According to Bloomberg, the meeting of OPEC nations was a success. The news service noted that the growing global economy and production cuts have helped push up oil prices. But the problem now is how to keep prices high without stimulating further growth in US shale oil production.
Many analysts believe shale production will increase when oil tops $60 a barrel since that is the level where the wells are profitable. These analysts also believe there are a number of well heads ready to be turned on whenever prices are high.
Or as an oil analyst with the Boston Consulting Group, said, “For now, the OPEC-Russia bromance continues.”
The outlook for oil now is that prices are likely to remain in a range. This is the pattern that has existed for nearly two years now.
That means we are likely to see a similar pattern in US shale producers since oil and gas companies tend to show a high degree of correlation with the price of oil.
Among the large cap shale producers is Hess Corporation (NYSE: HES). Hess has made significant investments in these unconventional oil and gas plays. The company first moved into the Bakken Formation in North Dakota, one of the premier U.S. tight oil plays.
More recently, Hess has expanded into the Utica Formation in Ohio, an emerging shale gas play. Oil and gas from these plays now constitutes about 45% of Hess’ total operated production.
One options strategy that benefits from a stock in a trading range is an iron condor. This strategy has the added benefit of carrying limited risk.To open an iron condor trade, the investor sells one call while buying another call with a higher exercise price and sells one put while buying another put with a lower exercise price. Typically, the exercise prices of the calls are above the market price of the stock and the exercise prices of the put options are below the current price of the underlying stock.

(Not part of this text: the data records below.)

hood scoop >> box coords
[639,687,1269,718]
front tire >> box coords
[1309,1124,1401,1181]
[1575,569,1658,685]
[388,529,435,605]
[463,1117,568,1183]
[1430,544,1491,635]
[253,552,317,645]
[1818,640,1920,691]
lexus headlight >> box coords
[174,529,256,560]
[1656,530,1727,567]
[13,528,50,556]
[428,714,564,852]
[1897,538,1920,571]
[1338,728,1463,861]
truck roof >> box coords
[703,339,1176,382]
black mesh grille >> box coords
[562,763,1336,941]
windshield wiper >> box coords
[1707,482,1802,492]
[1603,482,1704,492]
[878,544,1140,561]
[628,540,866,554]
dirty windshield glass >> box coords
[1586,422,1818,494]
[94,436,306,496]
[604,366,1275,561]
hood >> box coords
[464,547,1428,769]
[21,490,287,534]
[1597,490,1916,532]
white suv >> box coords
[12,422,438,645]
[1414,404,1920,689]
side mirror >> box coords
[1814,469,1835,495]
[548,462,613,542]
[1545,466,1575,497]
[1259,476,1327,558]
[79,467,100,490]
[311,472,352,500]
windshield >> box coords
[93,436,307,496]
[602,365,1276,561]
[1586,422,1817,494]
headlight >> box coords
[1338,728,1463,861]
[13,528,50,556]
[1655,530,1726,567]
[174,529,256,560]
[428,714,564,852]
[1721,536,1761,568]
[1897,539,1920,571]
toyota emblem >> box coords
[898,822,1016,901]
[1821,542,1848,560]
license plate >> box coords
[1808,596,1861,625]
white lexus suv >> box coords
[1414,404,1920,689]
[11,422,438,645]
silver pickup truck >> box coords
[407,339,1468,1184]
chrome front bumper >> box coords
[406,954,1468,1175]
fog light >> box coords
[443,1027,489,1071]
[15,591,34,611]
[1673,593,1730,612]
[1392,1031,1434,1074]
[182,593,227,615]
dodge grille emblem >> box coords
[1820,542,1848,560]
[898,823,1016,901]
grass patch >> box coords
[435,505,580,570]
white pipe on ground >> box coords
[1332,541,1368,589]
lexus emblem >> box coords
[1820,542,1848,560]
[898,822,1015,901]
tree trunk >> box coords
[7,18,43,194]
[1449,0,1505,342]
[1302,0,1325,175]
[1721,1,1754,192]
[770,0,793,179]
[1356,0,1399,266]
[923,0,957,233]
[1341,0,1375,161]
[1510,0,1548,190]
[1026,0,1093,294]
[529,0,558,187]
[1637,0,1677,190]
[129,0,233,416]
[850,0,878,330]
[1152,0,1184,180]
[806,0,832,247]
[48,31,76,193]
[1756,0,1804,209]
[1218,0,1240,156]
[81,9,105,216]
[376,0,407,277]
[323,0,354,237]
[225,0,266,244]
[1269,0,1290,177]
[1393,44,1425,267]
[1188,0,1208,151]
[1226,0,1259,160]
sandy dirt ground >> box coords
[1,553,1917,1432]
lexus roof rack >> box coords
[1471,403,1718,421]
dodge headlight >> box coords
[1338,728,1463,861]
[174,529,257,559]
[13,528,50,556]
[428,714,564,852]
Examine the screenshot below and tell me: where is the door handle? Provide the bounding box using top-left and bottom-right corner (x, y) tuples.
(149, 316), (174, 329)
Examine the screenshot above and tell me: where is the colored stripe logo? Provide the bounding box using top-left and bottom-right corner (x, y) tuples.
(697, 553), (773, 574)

In an iron condor, the difference between the exercise prices of the two call options will be equal to the difference between the exercise prices of the two put options. The final requirement for this strategy is that all of the options must have the same expiration date.
The iron condor is an example of how options are a versatile tool and could meet many of your trading objectives. In this trade, options provide income and defined risk that should be lower than owning the stock.